An Approach Based on Bayesian Networks for Query Selectivity Estimation
Pith reviewed 2026-05-24 21:19 UTC · model grok-4.3
The pith
Chow-Liu trees capture attribute correlations to produce selectivity estimates an order of magnitude more accurate than the independence assumption.
A machine-rendered reading of the paper's core claim, the machinery that carries it, and where it could break.
Core claim
We propose a novel approach based on a particular type of Bayesian networks called Chow-Liu trees to approximate the distribution of attribute values inside each relation of a database. Our results on the TPC-DS benchmark show that our method is an order of magnitude more precise than other approaches whilst remaining reasonably efficient in terms of time and space.
What carries the argument
Chow-Liu trees, tree-structured Bayesian networks that encode the strongest pairwise dependencies between attributes and thereby approximate their joint distribution for selectivity calculation.
If this is right
- Query optimizers receive row-count estimates whose errors are an order of magnitude smaller, so they more often select efficient join orders and access methods.
- The space and time overhead of maintaining one Chow-Liu tree per relation stays low enough for practical deployment inside existing cost models.
- The independence assumption can be dropped for any relation whose attributes exhibit tree-like pairwise correlations without redesigning the rest of the optimizer.
- TPC-DS workloads, which contain realistic correlation patterns, serve as a concrete demonstration that the precision gain is achievable on standard decision-support data.
Where Pith is reading between the lines
- The same trees could be refreshed incrementally when data changes, turning the method into a lightweight online statistics collector.
- Because the trees are small, they could be shipped with data exports or used inside federated query engines that lack global statistics.
- If higher-order dependencies prove important on some workloads, the Chow-Liu construction could be replaced by a slightly denser graphical model while preserving the same interface to the cost model.
Load-bearing premise
That Chow-Liu trees built from sampled data will capture the correlations that actually matter for selectivity estimation across the full range of queries without introducing new sources of error that offset the gains.
What would settle it
Measure selectivity error on a new benchmark containing known higher-order attribute dependencies; if the error is no longer reduced by roughly a factor of ten relative to the independence baseline, the central claim fails.
Figures
read the original abstract
The efficiency of a query execution plan depends on the accuracy of the selectivity estimates given to the query optimiser by the cost model. The cost model makes simplifying assumptions in order to produce said estimates in a timely manner. These assumptions lead to selectivity estimation errors that have dramatic effects on the quality of the resulting query execution plans. A convenient assumption that is ubiquitous among current cost models is to assume that attributes are independent with each other. However, it ignores potential correlations which can have a huge negative impact on the accuracy of the cost model. In this paper we attempt to relax the attribute value independence assumption without unreasonably deteriorating the accuracy of the cost model. We propose a novel approach based on a particular type of Bayesian networks called Chow-Liu trees to approximate the distribution of attribute values inside each relation of a database. Our results on the TPC-DS benchmark show that our method is an order of magnitude more precise than other approaches whilst remaining reasonably efficient in terms of time and space.
Editorial analysis
A structured set of objections, weighed in public.
Referee Report
Summary. The manuscript proposes using Chow-Liu trees (a restricted form of Bayesian network) to approximate the joint distribution of attribute values within each database relation. This relaxes the ubiquitous attribute-independence assumption in query cost models while aiming to keep estimation time and space costs modest. The central empirical claim is that the resulting selectivity estimates are an order of magnitude more precise than competing methods on the TPC-DS benchmark.

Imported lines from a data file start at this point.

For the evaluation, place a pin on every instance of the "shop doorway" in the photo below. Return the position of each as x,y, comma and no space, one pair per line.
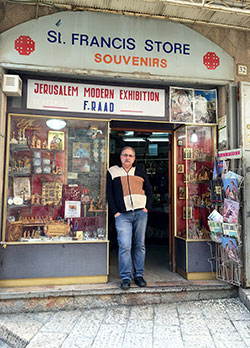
154,154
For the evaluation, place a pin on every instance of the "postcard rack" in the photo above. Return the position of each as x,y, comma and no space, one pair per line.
225,228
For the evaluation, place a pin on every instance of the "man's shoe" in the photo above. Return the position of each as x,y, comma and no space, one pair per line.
125,284
139,281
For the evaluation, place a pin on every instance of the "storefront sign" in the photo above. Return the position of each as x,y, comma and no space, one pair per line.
230,154
49,95
109,44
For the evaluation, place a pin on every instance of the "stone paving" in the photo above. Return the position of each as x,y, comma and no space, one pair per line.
196,324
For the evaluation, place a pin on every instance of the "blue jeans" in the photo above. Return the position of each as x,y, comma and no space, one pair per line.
131,227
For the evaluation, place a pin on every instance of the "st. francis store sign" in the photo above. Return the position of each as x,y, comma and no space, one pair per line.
110,44
72,97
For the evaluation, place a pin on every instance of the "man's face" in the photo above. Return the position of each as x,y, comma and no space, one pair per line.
127,158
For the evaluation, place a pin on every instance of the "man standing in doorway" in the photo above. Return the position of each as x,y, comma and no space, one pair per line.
129,196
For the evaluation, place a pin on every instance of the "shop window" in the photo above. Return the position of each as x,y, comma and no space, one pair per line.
56,178
195,154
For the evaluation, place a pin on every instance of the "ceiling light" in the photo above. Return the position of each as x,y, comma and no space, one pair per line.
55,124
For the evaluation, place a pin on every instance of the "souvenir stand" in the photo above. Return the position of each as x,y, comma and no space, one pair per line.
224,222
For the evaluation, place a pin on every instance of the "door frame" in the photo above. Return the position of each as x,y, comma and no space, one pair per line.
121,125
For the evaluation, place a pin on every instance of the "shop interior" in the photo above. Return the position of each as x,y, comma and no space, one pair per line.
153,155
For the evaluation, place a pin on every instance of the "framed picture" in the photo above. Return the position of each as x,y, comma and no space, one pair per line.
56,140
180,168
187,153
205,106
21,188
182,192
181,105
52,193
72,209
186,215
186,178
81,157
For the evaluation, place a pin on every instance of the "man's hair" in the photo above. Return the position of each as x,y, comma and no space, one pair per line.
128,147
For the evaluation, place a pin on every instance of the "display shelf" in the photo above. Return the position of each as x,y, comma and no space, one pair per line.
38,175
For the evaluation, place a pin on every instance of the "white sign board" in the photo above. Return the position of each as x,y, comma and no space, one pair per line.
230,154
73,97
105,43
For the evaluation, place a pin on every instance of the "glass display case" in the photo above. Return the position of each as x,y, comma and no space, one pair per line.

Significance. If the reported precision gains prove robust under controlled measurement and sensitivity checks, the work would supply a concrete, tree-structured mechanism for incorporating limited attribute correlations into selectivity estimation without incurring the cost of full joint distributions or high-dimensional histograms. Such a technique could be directly integrated into existing DBMS cost models.
major comments (2)
- [Abstract] Abstract: the statement that results show the method is 'an order of magnitude more precise than other approaches' supplies no information on the error metric employed (q-error, relative error, etc.), the concrete baseline implementations, the query workload size or mix, or any statistical measures such as standard deviation or confidence intervals. This directly undercuts the central empirical claim.

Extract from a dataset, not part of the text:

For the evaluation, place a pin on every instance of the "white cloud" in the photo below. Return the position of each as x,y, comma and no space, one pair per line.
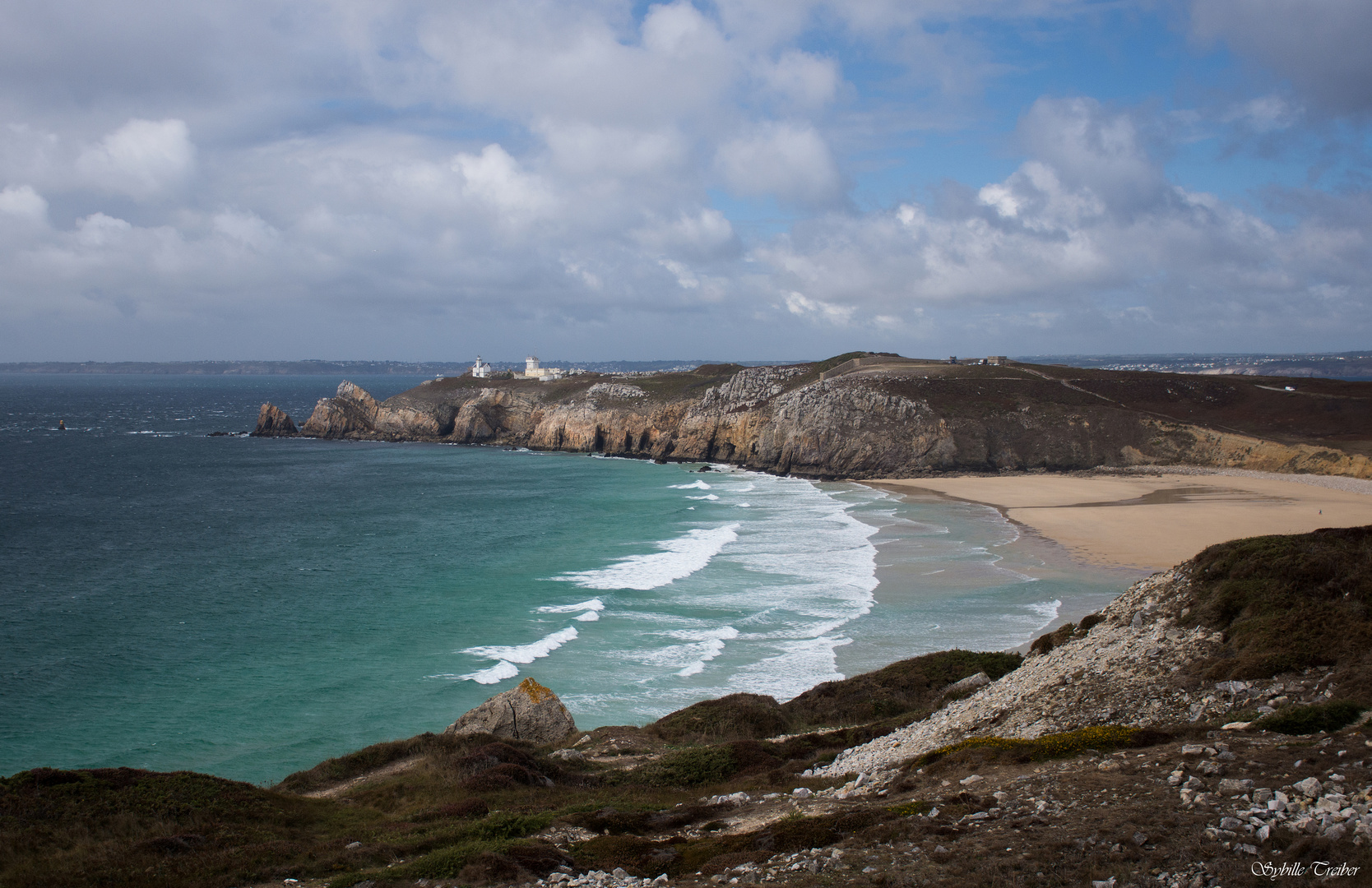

- [Evaluation] Evaluation (results section): no sensitivity analysis is presented on sample size used to build the Chow-Liu trees or on the fidelity of the learned tree structure to the predicate correlations actually appearing in TPC-DS queries. Because the approach relies on finite samples to recover both structure and parameters, any mismatch between the empirical distribution and the true distribution is load-bearing for the claimed accuracy improvement.
minor comments (1)
- [Abstract] Abstract: the phrase 'reasonably efficient in terms of time and space' is not accompanied by any concrete figures or comparison tables.
Simulated Author's Rebuttal
We thank the referee for the constructive comments. We address each major comment below and outline revisions that will strengthen the manuscript's clarity and empirical support.
read point-by-point responses
-
Referee: [Abstract] Abstract: the statement that results show the method is 'an order of magnitude more precise than other approaches' supplies no information on the error metric employed (q-error, relative error, etc.), the concrete baseline implementations, the query workload size or mix, or any statistical measures such as standard deviation or confidence intervals. This directly undercuts the central empirical claim.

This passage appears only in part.